On the other hand, former WSRE patients achieved higher scores than controls on the immediate recall section of the Cronholm–Molander verbal memory test and on the WAIS-NI Incidental Learning test. Also, the subset of former WSRE patients achieving the highest complexity level in SimCap had a higher accuracy (d′) score than controls did. Significant group differences were not found on tests for verbal intellectual ability (SRB:1 vocabulary, WAIS-R Information, F-A-S Verbal Fluency), the memory tests Austin Maze, RCFT and WAIS-R Digit Span, or for the remaining variables of the APT k-test, APT SimCap and IVA.

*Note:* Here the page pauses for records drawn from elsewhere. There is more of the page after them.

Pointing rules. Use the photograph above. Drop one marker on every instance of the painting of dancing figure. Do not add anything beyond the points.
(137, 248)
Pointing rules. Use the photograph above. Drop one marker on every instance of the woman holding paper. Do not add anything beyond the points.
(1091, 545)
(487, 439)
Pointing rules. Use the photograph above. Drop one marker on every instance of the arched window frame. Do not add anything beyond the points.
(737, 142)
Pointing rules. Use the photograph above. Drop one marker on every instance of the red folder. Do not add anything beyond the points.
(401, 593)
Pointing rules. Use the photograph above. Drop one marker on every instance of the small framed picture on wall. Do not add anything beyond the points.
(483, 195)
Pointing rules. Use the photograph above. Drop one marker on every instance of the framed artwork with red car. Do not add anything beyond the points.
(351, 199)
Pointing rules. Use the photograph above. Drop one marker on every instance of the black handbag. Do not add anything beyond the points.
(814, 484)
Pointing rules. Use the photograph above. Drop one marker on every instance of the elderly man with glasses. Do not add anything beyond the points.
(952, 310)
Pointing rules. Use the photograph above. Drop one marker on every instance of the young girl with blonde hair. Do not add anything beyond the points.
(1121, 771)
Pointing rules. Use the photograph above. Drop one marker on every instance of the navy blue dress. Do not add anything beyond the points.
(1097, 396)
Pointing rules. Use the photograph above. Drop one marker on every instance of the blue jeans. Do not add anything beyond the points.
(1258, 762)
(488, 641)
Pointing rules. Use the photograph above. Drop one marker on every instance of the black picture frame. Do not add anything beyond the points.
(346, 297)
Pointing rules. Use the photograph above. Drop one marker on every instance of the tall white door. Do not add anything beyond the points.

Interactions with age and gender

The interaction Group by Gender, explored for APT k-test Search Strategy and RT-Inhib (level), and IVA FSRQ and Consistency (visual), showed a gender-related difference only in APT k-test Search Strategy (p = 0.006), indicating a stronger group difference among men (means 0.57 versus 0.52 for former WSRE patients and controls, respectively). The interaction Group by Age was explored for RCFT copy, the APT variables k-test Search Strategy, RT-2, RT-Inhib and SimCap (level 1, Beta), and the IVA variables FSAQ, FSRQ, and Consistency Visual and Auditory, which did not reveal any age-related group difference (all p values >0.28).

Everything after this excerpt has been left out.